Landlords are at the greatest ever risk of enforcement action because council financial supremo’s see it as a highly effective method to generate cash. They can generate fines of £50,000 to £60,000 almost at the drop of a hat at the majority of HMOs because landlords do not have the knowledge to meet the latest compliance rules which are self-made by the council without any controls or scrutiny. Landlords also do not have the knowledge and skills to challenge these fines in th pathetically short period of time permitted to raise a challenge (a representation).
One of the massive reasons behind selective licensing, and which we at Landlord Licensing & Defence now see regularly is that councils can and do put all manner of conditions into selective licences (which landlords accept without realising what they are accepting) which then allows them to generate cash just as easily as they can with instant fines for “breach of a licence condition”. For each ‘breach’ the council can issue fines of up to £30,000 and they get to pocket the cash.
So the council sets the rules, is the housing police, judge and jury, and gets to pocket the cash. Oh and they are desperate in the extreme for the cash.
Its a good job councils are totally honest and would not dream of over-egging the pudding.
A survey of 47 local authorities in the Midlands, the North of England and on the South Coast revealed a severe strain on finances – particularly acute in 26 of the councils.The survey was conducted by the Special Interest Group of Municipal Authorities (Sigoma) which says that some member councils were considering issuing a section 114 notice, which freezes all non-essential spending.
Councils said the most common cause of financial pressures was demand for children’s social care services following requests from the government to treat those services as an equal priority with adult social care, and allocate additional funding. Other significant factors cited were inflation costs and wage rises, with warnings an imminent increase in the cost of borrowing is set to add further financial pressure.
S114 notices have been used only rarely in the past – by Hackney council in London 2000 and Northamptonshire County Council in 2018, but more recently by Thurrock, Woking, Croydon and Slough authorities.
The news of possible bankruptcy comes just as Trading Standards in many local councils are being expected to beef up their enforcement.
Anyone would think there was a financial motive!

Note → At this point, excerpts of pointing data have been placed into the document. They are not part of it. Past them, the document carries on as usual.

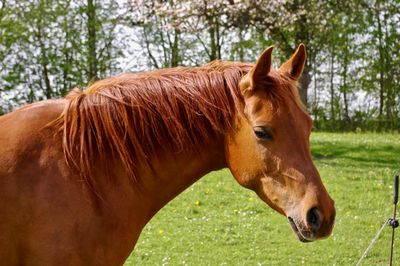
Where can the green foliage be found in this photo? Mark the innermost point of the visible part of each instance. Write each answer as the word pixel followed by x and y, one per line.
pixel 217 222
pixel 42 48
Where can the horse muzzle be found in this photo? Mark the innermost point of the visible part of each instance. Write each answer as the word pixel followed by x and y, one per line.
pixel 315 225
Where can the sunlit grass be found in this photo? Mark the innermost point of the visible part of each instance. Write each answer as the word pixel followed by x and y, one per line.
pixel 217 222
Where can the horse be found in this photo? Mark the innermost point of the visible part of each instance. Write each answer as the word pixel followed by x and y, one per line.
pixel 81 176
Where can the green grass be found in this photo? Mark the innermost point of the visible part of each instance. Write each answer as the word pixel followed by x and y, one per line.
pixel 217 222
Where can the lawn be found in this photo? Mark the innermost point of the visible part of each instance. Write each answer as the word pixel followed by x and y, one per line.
pixel 217 222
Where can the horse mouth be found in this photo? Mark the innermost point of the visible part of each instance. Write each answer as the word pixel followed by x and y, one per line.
pixel 297 231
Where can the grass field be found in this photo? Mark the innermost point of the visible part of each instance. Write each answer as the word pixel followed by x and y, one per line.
pixel 217 222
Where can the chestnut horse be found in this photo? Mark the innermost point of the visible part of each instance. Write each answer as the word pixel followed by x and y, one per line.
pixel 80 177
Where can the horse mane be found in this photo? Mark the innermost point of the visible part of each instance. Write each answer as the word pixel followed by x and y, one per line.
pixel 135 116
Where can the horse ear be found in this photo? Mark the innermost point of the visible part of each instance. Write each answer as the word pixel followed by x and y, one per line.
pixel 295 65
pixel 263 65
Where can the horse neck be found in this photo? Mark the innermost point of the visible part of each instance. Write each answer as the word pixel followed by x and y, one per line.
pixel 173 173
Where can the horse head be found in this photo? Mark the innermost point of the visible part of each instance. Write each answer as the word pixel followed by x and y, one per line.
pixel 268 150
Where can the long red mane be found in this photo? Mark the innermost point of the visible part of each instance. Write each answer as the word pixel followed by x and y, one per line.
pixel 134 117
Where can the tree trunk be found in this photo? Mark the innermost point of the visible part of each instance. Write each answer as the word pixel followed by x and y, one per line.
pixel 91 27
pixel 331 86
pixel 175 60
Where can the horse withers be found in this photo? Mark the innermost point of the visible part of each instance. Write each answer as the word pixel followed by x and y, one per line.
pixel 80 177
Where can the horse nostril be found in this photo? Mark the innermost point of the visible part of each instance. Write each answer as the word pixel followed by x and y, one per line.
pixel 314 219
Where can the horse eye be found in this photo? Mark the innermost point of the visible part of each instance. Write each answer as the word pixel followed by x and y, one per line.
pixel 262 133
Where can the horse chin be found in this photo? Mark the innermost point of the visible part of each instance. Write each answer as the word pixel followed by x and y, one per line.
pixel 301 235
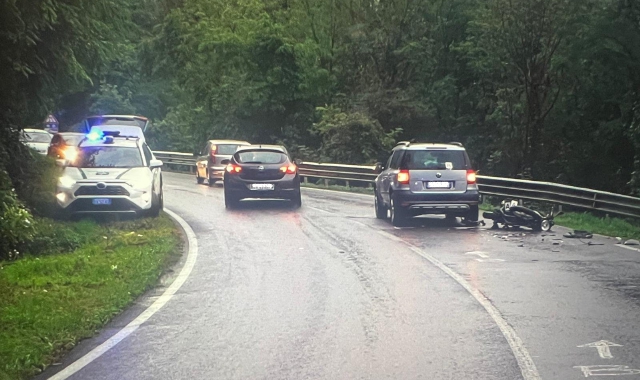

Sigoma chairperson Sir Stephen Houghton, Labour leader of Barnsley council, says: “The government needs to recognise the significant inflationary pressures that local authorities have had to deal with in the last 12 months.
“At the same time as inflationary pressure, councils are facing increasing demand for services, particularly in the care sector. Pay increases are putting substantial pressure on budgets, and so the government must ensure that local authorities have the additional funding they need to fully fund these pay increases or risk impacting future service delivery.
“The funding system is completely broken. Councils have worked miracles for the past 13 years, but there is nothing left.”
The words of Gilbert and Sullivan come to mind…”and they’d none of them be missed. They’d none of them be missed”!